The viscosity of the actuating fluid used to actuate an intensifier piston in this type of unit injector normally varies with ambient temperature and affects the magnitude of pressure drops in the actuating fluid circuit. In order to achieve quick startup of an engine equipped with such unit injectors, the length of time or pulsewidth of a fuel delivery command signal to the electronic actuator of the unit injector and/or the actuating fluid pressure should be higher when the viscosity of the actuating fluid is relatively high. The viscosity of the actuating fluid is highest under cold engine starting conditions.
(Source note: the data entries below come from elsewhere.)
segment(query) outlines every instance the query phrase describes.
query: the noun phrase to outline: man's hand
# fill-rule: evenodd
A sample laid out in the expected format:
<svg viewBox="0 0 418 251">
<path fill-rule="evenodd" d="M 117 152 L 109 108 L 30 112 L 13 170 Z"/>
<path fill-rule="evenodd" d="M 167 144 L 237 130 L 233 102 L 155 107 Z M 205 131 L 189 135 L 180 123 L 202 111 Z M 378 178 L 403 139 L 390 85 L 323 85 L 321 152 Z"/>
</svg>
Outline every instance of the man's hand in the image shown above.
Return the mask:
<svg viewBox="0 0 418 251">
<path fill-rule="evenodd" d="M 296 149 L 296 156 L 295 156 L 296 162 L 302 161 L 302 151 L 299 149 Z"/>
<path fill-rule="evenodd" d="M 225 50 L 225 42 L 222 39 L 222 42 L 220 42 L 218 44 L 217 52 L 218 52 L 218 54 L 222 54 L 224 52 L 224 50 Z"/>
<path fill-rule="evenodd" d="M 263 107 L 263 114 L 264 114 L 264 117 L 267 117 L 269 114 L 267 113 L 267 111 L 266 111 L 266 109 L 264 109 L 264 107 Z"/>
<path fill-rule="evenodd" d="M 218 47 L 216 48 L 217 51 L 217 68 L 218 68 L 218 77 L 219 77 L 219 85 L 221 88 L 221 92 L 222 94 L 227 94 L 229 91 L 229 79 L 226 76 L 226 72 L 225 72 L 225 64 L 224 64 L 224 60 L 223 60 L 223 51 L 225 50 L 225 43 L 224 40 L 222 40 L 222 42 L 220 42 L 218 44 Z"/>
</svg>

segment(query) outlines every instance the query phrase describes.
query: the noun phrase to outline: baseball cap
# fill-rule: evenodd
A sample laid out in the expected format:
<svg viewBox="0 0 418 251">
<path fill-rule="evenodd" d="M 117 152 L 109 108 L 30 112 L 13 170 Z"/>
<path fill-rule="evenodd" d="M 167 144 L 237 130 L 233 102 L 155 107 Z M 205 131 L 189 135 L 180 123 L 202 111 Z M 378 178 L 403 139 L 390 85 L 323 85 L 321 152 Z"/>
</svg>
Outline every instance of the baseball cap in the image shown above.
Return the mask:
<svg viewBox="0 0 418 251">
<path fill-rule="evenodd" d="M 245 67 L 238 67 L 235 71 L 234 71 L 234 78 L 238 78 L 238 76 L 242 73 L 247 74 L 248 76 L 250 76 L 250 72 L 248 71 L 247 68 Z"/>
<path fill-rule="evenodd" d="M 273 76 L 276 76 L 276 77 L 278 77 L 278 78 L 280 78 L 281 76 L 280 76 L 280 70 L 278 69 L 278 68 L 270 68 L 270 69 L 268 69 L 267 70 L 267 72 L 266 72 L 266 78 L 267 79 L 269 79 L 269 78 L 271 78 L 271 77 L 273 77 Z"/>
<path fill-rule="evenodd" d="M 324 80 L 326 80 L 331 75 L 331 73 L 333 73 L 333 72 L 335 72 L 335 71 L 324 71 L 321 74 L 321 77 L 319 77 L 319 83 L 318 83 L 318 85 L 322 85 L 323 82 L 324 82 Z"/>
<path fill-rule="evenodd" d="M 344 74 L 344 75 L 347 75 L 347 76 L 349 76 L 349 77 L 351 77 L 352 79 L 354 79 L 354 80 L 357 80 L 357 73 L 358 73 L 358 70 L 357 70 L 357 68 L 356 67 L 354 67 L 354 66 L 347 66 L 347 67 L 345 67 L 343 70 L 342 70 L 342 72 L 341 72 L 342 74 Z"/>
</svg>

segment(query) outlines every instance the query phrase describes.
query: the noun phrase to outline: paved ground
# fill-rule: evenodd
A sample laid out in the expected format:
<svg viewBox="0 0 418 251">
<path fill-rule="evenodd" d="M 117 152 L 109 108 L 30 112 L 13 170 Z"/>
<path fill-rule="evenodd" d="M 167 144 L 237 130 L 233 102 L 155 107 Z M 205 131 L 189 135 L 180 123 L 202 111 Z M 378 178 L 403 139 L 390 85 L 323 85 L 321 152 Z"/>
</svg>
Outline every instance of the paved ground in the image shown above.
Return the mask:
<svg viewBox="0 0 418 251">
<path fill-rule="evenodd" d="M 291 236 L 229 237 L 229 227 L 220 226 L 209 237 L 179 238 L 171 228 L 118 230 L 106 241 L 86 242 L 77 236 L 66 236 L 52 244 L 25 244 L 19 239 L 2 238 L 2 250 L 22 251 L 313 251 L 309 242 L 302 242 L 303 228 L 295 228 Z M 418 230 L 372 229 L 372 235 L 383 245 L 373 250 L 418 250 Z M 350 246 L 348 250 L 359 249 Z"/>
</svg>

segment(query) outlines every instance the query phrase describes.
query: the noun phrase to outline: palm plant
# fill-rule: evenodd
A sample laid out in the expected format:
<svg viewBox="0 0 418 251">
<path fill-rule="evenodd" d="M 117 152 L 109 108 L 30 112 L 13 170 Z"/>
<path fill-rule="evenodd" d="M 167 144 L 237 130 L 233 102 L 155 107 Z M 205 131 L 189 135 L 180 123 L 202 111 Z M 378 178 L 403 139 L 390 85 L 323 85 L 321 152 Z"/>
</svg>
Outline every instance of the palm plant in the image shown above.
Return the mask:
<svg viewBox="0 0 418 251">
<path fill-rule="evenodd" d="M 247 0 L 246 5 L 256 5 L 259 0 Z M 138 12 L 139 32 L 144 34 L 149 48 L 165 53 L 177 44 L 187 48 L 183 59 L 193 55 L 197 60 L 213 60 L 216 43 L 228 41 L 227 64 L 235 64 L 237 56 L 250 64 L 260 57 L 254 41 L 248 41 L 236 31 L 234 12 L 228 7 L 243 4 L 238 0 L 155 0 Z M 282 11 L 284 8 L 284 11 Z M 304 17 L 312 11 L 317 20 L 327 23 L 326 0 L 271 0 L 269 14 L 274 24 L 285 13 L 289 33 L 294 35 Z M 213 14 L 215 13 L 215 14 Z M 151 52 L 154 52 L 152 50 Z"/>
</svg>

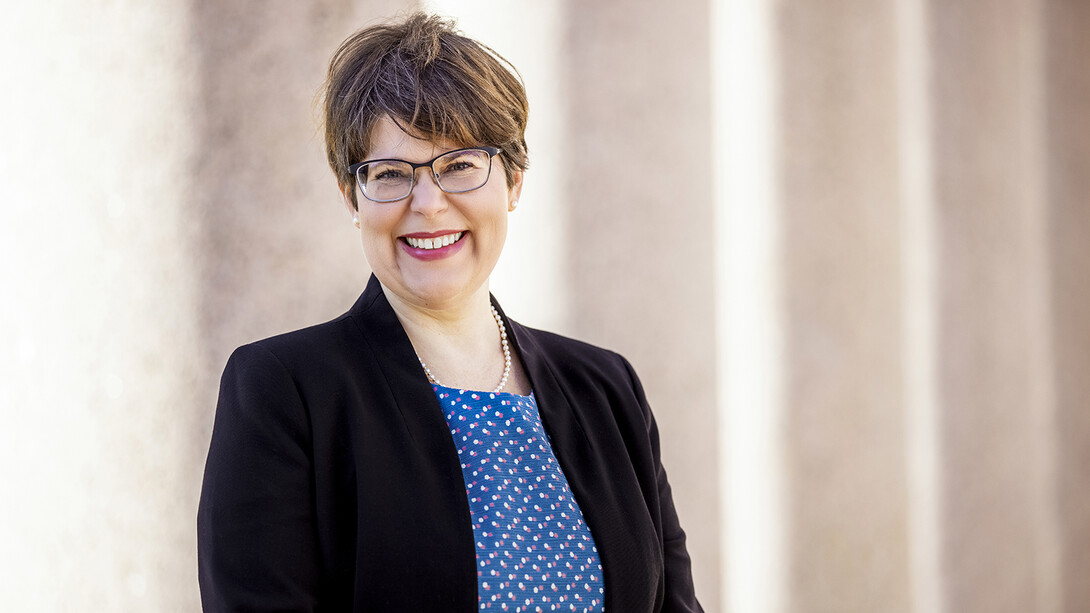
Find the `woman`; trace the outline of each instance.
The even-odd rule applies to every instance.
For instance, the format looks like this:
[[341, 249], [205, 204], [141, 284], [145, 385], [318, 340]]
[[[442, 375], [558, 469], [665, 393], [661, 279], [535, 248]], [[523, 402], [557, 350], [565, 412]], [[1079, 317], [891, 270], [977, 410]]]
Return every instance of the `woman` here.
[[436, 17], [337, 51], [328, 156], [374, 274], [344, 315], [228, 361], [206, 611], [700, 611], [631, 366], [488, 293], [526, 111]]

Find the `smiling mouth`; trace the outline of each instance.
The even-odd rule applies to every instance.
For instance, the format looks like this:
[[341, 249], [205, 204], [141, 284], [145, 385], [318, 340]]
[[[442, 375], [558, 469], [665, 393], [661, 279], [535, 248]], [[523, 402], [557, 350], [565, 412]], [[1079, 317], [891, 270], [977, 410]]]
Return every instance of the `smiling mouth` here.
[[453, 232], [450, 235], [444, 235], [441, 237], [435, 237], [431, 239], [416, 239], [412, 237], [401, 237], [401, 240], [405, 242], [409, 247], [413, 249], [441, 249], [455, 244], [460, 241], [465, 232]]

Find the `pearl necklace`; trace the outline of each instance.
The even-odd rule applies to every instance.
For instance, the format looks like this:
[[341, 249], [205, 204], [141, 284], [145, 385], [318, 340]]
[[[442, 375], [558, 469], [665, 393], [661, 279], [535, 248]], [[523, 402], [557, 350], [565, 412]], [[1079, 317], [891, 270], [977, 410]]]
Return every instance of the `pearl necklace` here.
[[[496, 311], [495, 306], [491, 306], [491, 309], [492, 316], [496, 320], [496, 325], [499, 326], [499, 346], [504, 349], [504, 376], [500, 377], [499, 385], [492, 390], [493, 394], [497, 394], [507, 385], [507, 377], [511, 376], [511, 349], [507, 346], [507, 328], [504, 327], [504, 318], [499, 316], [499, 312]], [[428, 381], [440, 387], [447, 387], [439, 383], [438, 378], [435, 378], [435, 375], [432, 374], [431, 369], [424, 363], [424, 358], [421, 358], [420, 353], [416, 354], [416, 359], [420, 360], [420, 365], [424, 368], [424, 374], [427, 375]]]

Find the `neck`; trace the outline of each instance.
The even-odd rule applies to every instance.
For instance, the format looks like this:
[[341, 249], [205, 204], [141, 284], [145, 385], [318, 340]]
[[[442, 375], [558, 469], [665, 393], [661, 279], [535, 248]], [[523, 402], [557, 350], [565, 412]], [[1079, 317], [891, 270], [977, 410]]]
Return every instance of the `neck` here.
[[[420, 305], [402, 300], [383, 286], [383, 293], [401, 322], [405, 334], [417, 346], [440, 339], [472, 341], [474, 338], [497, 336], [492, 317], [488, 288], [482, 287], [467, 300], [441, 308]], [[492, 334], [489, 334], [492, 330]]]
[[[408, 303], [385, 286], [383, 291], [433, 382], [486, 392], [496, 389], [502, 381], [504, 389], [508, 389], [505, 373], [510, 370], [487, 288], [444, 309]], [[510, 389], [524, 388], [523, 377], [518, 374]]]

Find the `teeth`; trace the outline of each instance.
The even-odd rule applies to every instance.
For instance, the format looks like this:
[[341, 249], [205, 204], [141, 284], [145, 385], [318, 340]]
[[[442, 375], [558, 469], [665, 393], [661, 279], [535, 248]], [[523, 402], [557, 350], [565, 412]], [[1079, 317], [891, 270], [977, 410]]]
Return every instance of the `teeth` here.
[[452, 235], [444, 235], [434, 239], [414, 239], [412, 237], [405, 237], [405, 242], [409, 243], [409, 247], [414, 249], [439, 249], [440, 247], [447, 247], [448, 244], [458, 242], [458, 239], [462, 238], [463, 233], [465, 232], [455, 232]]

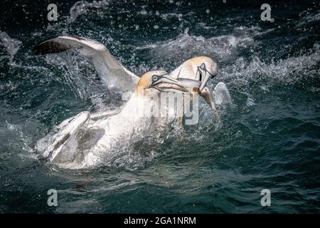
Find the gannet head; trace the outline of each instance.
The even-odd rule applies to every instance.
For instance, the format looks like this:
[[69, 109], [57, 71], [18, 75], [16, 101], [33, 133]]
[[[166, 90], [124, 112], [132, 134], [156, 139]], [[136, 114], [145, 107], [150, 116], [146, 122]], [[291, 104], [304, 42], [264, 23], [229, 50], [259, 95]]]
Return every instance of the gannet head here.
[[217, 118], [219, 119], [214, 103], [213, 93], [206, 86], [208, 81], [216, 74], [217, 63], [211, 58], [200, 56], [185, 61], [170, 75], [184, 85], [198, 87], [200, 95], [205, 99]]
[[[142, 91], [142, 93], [141, 93]], [[141, 76], [134, 90], [134, 95], [147, 95], [150, 93], [182, 91], [188, 88], [181, 82], [171, 77], [164, 71], [149, 71]]]
[[206, 83], [217, 74], [217, 63], [210, 57], [199, 56], [183, 62], [170, 74], [179, 81], [195, 80], [201, 82], [202, 91]]

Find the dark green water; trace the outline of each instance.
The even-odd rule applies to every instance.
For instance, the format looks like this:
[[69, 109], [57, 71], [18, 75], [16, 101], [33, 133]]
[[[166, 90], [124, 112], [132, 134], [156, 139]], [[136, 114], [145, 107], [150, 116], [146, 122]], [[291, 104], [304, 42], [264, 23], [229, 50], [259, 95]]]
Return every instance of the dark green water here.
[[[60, 2], [61, 1], [61, 2]], [[320, 212], [320, 7], [316, 1], [4, 1], [0, 25], [0, 212], [304, 213]], [[74, 5], [74, 4], [75, 4]], [[164, 135], [91, 170], [38, 161], [62, 120], [122, 104], [79, 55], [36, 56], [61, 34], [105, 44], [138, 75], [208, 56], [233, 105], [216, 128], [202, 107], [186, 139]], [[58, 206], [47, 205], [56, 189]], [[262, 207], [260, 191], [271, 191]]]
On the other hand, after the engine has started and the actuating fluid warms up, the pulsewidth of the fuel delivery command signal and/or the actuating fluid pressure should be relatively lower in order to improve governability of the engine and/or avoid producing excessive engine torque which may damage the engine. In the absence of directly or indirectly detecting the viscosity of the actuating fluid, it is difficult to select the proper pulsewidth of the fuel delivery command signal and/or actuating fluid pressure which avoids undesirable results to the engine. If the selected pulsewidth and/or pressure is too low, insufficient or no fuel may actually be injected by the unit injector which will inhibit starting or continued operation of the engine. If the selected pulsewidth and/or pressure is too high, an excessive amount of fuel may be injected by the unit injector which may cause damage to the engine.
The present invention is directed to overcoming one or more of the problems as set forth above.